I found particularly illuminating some of the material at the end of the paper, especially since these observations overlap with many of my own concerns in Odysseus and the Historians. I could address many, but will focus specifically on (i) the remarks about Odysseus' character, with its mixture of truth and falsehood; and (ii) the audience reaction to (or interaction with) Herodotus' stories.
The character of Jack in the stories has much in common, of course, with Odysseus. Ray Hicks in his defense of Jack (n. 79) could well be speaking of Odysseus when he cites his cleverness and resourcefulness, as well as his occasional foolishness and greed. As with Odysseus, Jack's craftiness is part of his approach to the world, and for the storyteller it becomes essential to place this trickiness--which can be seen as a destructive force--within an overall positive framework: Jack is, after all, a good person (not a goody goody), and Ray Hicks' stories tell "important truths about the world" (Stadter at n. 81). So too Odysseus' craftiness is in the service of a socially acceptable goal (getting home and winning back his property) and it validates the accepted morality of his society (Odysseus at n. 167); so too, his 'lies' also tell important truths about the world (n. 160). No doubt, many will find it problematic to think of Herodotus as an Odyssean figure, particularly if that means assuming that the 'truth' of his account is not straightforward and easily accessible. It's hard to imagine an historian telling 'lies' in the service of truth. But as Stadter has shown in his analysis of the North Carolina oral tradition, the story-telling activity is deeply imbedded in the very society that produces and enjoys it, and its authors carefully tailor it to audience expectations and the world that they know (Stadter at nn. 63-67). Part of the audience's responsibility is to decipher it and to evaluate whether or not it makes sense given their own view of the world, and we must not assume that that audience was incapable of understanding the deeper truths that Herodotus' account was attempting to convey. It is possible that his audience saw irony and distancing where we do not (or, because of the loss of the immediate context, cannot).

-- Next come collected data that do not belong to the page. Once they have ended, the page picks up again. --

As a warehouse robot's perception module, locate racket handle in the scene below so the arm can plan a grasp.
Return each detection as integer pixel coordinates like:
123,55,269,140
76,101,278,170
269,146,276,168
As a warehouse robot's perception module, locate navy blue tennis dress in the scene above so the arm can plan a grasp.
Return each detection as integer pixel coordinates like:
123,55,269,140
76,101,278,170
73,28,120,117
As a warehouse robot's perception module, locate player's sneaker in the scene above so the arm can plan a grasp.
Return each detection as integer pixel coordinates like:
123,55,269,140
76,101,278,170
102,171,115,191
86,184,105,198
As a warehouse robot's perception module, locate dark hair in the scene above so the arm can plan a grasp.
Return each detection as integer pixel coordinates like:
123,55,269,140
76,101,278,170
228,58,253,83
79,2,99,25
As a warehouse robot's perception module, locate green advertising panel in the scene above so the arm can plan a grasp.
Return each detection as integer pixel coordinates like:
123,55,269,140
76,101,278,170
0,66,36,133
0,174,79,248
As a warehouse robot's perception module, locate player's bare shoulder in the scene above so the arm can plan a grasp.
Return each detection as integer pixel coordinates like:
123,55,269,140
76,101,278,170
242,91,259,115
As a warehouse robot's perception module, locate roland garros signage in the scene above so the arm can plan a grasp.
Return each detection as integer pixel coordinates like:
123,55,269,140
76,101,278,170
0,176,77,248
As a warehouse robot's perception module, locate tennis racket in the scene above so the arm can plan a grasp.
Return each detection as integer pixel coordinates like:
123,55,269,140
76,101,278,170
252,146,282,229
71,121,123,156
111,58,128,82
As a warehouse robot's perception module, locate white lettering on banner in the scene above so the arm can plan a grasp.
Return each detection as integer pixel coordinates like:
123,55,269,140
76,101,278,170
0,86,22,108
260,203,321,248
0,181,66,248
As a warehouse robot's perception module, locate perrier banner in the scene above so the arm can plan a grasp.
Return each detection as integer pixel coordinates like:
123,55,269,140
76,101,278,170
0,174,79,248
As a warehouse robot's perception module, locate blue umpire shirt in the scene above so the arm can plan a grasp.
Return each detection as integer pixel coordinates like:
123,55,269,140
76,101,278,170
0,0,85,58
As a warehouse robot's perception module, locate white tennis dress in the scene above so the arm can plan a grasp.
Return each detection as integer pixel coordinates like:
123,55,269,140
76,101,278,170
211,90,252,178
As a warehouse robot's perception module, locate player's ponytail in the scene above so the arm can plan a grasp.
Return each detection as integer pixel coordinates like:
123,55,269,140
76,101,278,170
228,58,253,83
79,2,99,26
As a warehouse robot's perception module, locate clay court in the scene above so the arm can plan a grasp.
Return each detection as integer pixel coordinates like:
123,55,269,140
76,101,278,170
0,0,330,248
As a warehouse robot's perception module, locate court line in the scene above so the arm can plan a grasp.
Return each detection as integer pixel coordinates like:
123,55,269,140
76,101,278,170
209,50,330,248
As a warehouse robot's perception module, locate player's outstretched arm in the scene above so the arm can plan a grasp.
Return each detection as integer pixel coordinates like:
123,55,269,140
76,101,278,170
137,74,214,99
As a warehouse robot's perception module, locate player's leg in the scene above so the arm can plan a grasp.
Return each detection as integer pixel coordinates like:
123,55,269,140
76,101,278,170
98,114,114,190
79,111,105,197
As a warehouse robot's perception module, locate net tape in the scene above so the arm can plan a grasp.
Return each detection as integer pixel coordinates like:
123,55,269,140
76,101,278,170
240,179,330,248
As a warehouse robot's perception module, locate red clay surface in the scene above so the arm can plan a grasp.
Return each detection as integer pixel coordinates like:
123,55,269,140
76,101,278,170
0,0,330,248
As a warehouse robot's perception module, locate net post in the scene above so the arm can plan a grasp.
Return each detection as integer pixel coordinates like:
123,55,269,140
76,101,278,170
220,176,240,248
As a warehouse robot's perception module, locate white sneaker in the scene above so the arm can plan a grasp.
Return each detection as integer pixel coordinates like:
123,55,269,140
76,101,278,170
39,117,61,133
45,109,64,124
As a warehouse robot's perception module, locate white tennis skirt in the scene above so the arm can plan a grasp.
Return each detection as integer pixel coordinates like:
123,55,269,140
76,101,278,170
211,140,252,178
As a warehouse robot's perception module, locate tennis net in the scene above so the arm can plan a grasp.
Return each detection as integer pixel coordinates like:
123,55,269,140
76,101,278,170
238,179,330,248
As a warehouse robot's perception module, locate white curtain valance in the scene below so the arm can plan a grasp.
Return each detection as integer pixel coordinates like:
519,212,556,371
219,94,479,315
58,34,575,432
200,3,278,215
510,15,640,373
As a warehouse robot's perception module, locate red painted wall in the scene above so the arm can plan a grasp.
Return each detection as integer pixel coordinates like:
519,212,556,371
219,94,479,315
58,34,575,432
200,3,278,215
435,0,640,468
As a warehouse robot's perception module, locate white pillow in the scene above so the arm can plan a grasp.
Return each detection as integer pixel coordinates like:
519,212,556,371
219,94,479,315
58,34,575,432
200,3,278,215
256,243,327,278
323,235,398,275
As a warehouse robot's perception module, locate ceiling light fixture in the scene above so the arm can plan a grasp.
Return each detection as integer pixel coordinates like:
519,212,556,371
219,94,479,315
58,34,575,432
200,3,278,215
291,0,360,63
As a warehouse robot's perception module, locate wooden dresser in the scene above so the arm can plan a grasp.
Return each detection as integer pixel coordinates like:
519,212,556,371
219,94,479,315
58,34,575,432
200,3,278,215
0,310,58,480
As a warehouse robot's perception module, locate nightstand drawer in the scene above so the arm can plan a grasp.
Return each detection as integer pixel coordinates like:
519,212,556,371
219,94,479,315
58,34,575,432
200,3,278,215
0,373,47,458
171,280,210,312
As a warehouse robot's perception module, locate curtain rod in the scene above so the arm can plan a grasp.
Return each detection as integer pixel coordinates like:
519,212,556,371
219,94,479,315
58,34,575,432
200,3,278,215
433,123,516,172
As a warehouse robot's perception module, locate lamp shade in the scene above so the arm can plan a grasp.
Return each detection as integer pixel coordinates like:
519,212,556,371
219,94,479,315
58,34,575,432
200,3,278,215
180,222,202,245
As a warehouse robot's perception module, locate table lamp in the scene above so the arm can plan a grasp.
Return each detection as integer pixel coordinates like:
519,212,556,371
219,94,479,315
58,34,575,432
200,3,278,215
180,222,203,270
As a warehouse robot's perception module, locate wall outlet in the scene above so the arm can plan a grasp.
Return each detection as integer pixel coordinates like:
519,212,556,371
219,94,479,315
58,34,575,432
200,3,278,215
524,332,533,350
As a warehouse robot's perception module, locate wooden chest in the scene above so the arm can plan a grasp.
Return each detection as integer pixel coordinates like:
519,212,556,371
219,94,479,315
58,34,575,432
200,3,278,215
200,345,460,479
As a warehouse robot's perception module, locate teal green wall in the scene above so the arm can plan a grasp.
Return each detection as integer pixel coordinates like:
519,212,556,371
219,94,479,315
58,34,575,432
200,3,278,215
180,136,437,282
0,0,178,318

The question of audience and performance (Stadter at nn. 78-84; Odysseus at nn. 154-173) is crucial for an appreciation of Herodotus, and I am encouraged to see that Stadter and I are on the same track, although we have come to it by different routes. It is very valuable to have from an actual story-telling society the parallels that show the audience as much more actively involved than in a literate society, and evaluating for themselves the stories that they heard, testing them against their own experience, and also against their evaluation of the speaker. This is the society of performance that G.E.R. Lloyd posited for fifth-century Athens, and it implies a complicated interaction between audience and speaker, in which both alike work towards establishing the truth (whatever they conceive that to be). Unfortunately for us, we have only one speaker in that dialogue, the text of Herodotus, and as Stadter has (persuasively, in my opinion) argued, that text is the performance of a single time, and may in fact be significantly different from another performance before another audience and in a different context. We are accustomed (using our Thucydidean goggles) to seeing an agonisma es to parachrema akouein as something negative and limited. But it may, in fact, be the way author and audience--particularly in this oral context--work together towards a view of the world. It is not so much a 'passing performance' as it is the immediacy of a present struggle (agonisma). Such a contrast may also help explain the different narrative personae of Herodotus and Thucydides, the one active, engaged, and inviting, while the other is detached and forbidding, secure that the path to truth is travelled by the lone historian beyond the reach of any listeners, except an imagined, future audience.